VP of Cardinal Home Builders, Tony Wiener, says one third the cost of new construction is regulatory.

“One third of the total package price, with the land, is in the regulatory costs. Your wetland fees, your park dedication fees, your permit costs.”

The article goes on to show a comparison where the construction costs stay flat, but the land and regulatory costs changed:

Housing First Minnesota partnered up for a study about this topic and broke down the estimated cost of a new house in Corcoran, Minnesota. The estimated construction cost is $182,000. The administrative costs that go into it were estimated at $56,000. The total cost of the home came in at $372,000.
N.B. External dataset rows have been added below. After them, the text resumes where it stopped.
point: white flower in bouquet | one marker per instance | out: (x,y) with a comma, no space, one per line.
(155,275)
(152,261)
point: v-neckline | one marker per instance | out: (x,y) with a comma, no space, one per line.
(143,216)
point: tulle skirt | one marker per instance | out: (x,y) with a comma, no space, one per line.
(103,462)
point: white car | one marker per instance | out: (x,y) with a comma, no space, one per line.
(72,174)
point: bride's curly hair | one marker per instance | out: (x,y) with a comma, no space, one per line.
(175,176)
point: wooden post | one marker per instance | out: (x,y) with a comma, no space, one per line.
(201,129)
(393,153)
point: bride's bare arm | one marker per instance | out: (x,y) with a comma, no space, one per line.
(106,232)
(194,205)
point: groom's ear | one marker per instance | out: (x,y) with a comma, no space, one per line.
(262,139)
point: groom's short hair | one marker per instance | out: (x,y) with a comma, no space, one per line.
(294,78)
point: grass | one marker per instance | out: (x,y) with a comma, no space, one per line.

The study estimated the exact same build in the community of Hudson, Wisconsin and the total price was $43,000 cheaper, with the savings split between land and administrative costs.

Another paper out of the National Association of Home Builders has the percentage falling between 14% on the low end and 36% on the high end.

Wages too low and costs too high share a common denominator… the government. Taxing people who are struggling means their net take-home pay is lower. Paying them a higher wage would mean a higher amount of taxes they would have to pay, with their take-home pay still not being significant enough to afford this elusive two-bedroom flat.

The pay-to-play regulations to build new construction to meet demand also isn’t helping to keep costs down.

People defend regulations and taxes as “necessary” for a safe and civilized society, but they simultaneously resent how they increase their out-of-pocket costs. Much like laws, most think that regulations and taxes should be for everyone else, but them. That’s not how politics works, if it works at all.